La Cour traite les questions préjudicielles de manière holistique.

La Cour estime qu’une interprétation téléologique doit être recherchée en tenant compte de l’objectif poursuivi par la directive : protéger les ressortissants de pays tiers à la lumière de la Convention de Genève de 1951 et de la Charte des droits fondamentaux de l’Union européenne (ci-après, la Charte). Elle procède à un raisonnement en deux temps.

Au préalable, la Cour rappelle qu’il y a deux conditions pour se voir reconnaître le statut de réfugié. Celles-ci sont intrinsèquement liées et ont trait, d’une part, à la crainte d’être persécuté et, d’autre part, au défaut de protection des autorités nationales contre les actes de persécution (art. 2, directive qualification). En outre, le réfugié ne peut être soumis à une clause d’exclusion.

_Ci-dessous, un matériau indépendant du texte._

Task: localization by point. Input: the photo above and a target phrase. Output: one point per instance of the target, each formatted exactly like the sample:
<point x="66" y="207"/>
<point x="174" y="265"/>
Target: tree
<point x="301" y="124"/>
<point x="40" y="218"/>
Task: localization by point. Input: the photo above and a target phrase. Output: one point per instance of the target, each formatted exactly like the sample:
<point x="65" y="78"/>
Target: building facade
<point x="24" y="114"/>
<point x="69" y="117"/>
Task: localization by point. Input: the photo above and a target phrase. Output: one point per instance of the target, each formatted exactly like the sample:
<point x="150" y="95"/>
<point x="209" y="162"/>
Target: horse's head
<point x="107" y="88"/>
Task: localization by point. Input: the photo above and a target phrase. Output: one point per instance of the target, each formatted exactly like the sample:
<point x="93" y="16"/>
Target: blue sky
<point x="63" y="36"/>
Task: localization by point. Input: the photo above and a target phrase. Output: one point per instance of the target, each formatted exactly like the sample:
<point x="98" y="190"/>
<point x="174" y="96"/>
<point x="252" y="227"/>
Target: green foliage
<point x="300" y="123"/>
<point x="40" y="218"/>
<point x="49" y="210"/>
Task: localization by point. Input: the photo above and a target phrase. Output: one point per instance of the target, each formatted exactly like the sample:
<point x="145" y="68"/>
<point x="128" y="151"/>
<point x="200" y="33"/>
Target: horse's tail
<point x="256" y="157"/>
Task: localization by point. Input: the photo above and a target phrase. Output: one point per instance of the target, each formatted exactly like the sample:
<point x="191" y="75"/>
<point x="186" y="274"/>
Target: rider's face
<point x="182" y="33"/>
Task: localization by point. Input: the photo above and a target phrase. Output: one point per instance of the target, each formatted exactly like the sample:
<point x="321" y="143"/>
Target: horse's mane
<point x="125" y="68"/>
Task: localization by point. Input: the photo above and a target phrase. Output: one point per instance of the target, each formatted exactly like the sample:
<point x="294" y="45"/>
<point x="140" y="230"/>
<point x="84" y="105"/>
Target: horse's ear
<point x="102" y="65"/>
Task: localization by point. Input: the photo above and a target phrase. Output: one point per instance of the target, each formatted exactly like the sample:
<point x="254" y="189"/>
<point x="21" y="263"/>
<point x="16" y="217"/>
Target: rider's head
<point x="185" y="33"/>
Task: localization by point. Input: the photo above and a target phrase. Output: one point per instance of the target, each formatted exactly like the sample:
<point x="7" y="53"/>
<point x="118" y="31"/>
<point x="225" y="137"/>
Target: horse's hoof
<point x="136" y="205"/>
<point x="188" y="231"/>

Tout d’abord, la Cour analyse si l’enfant peut prétendre à titre individuel à la protection internationale. Elle constate qu’il ne remplit pas les deux conditions susmentionnées (pt. 30). Si le demandeur d’asile bénéficie de plusieurs nationalités, la crainte doit être examinée par rapport à chaque nationalité. En l’espèce, l’enfant a la nationalité tunisienne, par sa mère. Il ne sera considéré comme étant privé de protection que s’il ne peut ou, du fait de la crainte d’être persécuté, ne veut se réclamer de la protection de ce pays. Or, la juridiction de renvoi a considéré que l’enfant n’invoquait pas de crainte de persécution par rapport à la Tunisie.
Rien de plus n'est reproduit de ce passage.